According to The Jewish Chronicle of London, England, Mr. Weiner is the first Jewish president of a Roman Catholic university in the world. He was raised Orthodox and belongs to a Conservative synagogue.
Assumption University was founded in 1904 by the Augustinians of the Assumption.Mr. Weiner grew up in the only Jewish family in Luling,Texas, which is located about an hour south of Austin. “You wouldn’t have heard of it if your car didn’t break down there,” he said.
Mr. Weiner, 53, said his experience in Luling deepened his appreciation for his religion and the religions of others.
“What’s particularly important to me,” he said, “is the universal relevance of the kinds of questions that Catholic liberal arts education asks. So I view myself as a custodian of Assumption’s mission and that mission is a trust that is bigger than any one person or any one moment.”

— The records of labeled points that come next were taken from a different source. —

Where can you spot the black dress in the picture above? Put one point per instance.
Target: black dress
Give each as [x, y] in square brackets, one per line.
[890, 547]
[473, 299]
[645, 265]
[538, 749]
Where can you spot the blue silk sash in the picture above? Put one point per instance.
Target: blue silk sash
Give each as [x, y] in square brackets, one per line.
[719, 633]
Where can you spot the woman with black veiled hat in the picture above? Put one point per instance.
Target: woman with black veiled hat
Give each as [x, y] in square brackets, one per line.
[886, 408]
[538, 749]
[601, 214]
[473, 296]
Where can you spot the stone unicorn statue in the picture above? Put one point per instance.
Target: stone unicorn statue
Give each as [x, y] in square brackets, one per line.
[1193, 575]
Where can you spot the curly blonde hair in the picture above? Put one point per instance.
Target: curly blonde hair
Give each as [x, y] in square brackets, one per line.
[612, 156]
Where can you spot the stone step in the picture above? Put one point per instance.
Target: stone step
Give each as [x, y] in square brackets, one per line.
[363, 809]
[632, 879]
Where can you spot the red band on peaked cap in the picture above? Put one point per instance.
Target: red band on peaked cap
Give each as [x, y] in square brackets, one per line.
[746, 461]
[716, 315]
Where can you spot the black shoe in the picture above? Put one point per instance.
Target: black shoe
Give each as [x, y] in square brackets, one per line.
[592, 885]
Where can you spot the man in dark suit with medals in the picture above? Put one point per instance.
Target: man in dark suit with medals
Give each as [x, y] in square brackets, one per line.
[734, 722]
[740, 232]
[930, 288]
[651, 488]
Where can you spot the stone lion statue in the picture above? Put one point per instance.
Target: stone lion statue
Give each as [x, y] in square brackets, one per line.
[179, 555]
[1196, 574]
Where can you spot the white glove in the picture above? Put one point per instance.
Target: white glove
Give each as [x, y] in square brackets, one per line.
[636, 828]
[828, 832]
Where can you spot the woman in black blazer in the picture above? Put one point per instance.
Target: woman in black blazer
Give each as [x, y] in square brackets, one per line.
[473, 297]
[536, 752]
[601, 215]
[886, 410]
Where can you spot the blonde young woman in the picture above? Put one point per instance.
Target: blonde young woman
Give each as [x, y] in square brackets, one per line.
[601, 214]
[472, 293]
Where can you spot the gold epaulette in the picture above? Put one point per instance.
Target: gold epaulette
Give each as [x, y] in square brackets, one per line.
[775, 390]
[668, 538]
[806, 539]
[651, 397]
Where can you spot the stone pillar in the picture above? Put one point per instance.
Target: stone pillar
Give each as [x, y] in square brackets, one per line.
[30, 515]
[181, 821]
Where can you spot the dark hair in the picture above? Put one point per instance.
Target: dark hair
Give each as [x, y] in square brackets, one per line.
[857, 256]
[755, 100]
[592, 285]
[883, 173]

The Assumption board of trustees announced on Oct. 17 that Mr. Weiner had been elected the 17th president of the university. He had served as interim president since April after Francesco C. Cesareo announced his retirement after serving as president for 15 years.
Francis J. Bedard, chairman of the board of trustees, said that Mr. Weiner “has done an outstanding job leading the university as interim president, furthering our mission and making strategic decisions in the best interest of Assumption and its community at large.
“I am confident that the exceptional work he’s initiated during his tenure as interim president, coupled with the continuity of his proven leadership on our campus, will take Assumption to an even greater level of excellence.”
After a political consulting career in Washington, D.C., Mr. Weiner joined Assumption in 2011 as an assistant professor of political science. Back then, he never expected to become president. “I just wanted to teach,” he said. “I still view myself as an educator, but this certainly was not an ambition going in. I have to admit I’m a little surprised.” Later, he was appointed associate professor and then full professor, and in 2019 he became the university’s provost and vice president of academic affairs.
Serving as interim president for several months helped prepare him to take over as president.
“It taught me about the tremendous resources and strengths that are ready to be leveraged in the campus community,” he said. “There are just very special people creating a very special education here. That goes from the people teaching in the classroom to the people cooking food in the dining hall. It’s just a wonderful, wonderful place and being interim president exposed me to a much wider range of that.”
Mr. Weiner sees a bright future for the university.
“I would like to see Assumption vibrant, growing and committed as we always have been to excellence in Catholic liberal arts education,” he said. “I would like to see us think about what is possible in addition to the challenges that we have to solve and I would like to see us renew what has always been our commitment to a unique kind of education.”
Although he’s not Catholic, he remains committed to the importance of a Catholic education.
“We hear a growing chorus of employers,” he said, “saying that what they really need are people who can think, process information, communicate and adapt to change and that is an outcome of a successful Catholic liberal arts education.”
Mr. Weiner has written four books on American political thought, served as communication director and policy adviser to several U.S. senators and founded Content Communications, LLC, a speech writing firm in Washington, D.C. After graduating from the University of Texas at Austin, with a degree in political science, Mr. Weiner earned a master’s degree in liberal studies and a doctorate in government from Georgetown University.
When he taught, he would show his students the textbook from one of his classes at the University of Texas in the fall of 1989 called, “Communism in Eastern Europe.”
“About six weeks into the semester, the Berlin Wall fell and everything in that book was instantly irrelevant,” he said, “but if you study politics through the lens of enduring ideas as Catholic liberal arts education does, whether it’s Shakespeare reflecting on tyranny or the Federalist Papers on forms of government, that sticks with you. Those things are permanently relevant even when tactical information changes.
That’s a perspective of politics that I always found intriguing.”Mr. Weiner is also a sports fan and he attends as many Assumption home games as he can. He was on hand for the home opener for the women’s soccer team and the homecoming game for the football team.
“It’s a lot of fun and it’s also a way to interact with students,” he said, “in a way that reminds you that they are being educated and educating one another all the time well beyond the classroom.”
Mr. Weiner and his wife, Rebecca, have three children and live in Holden.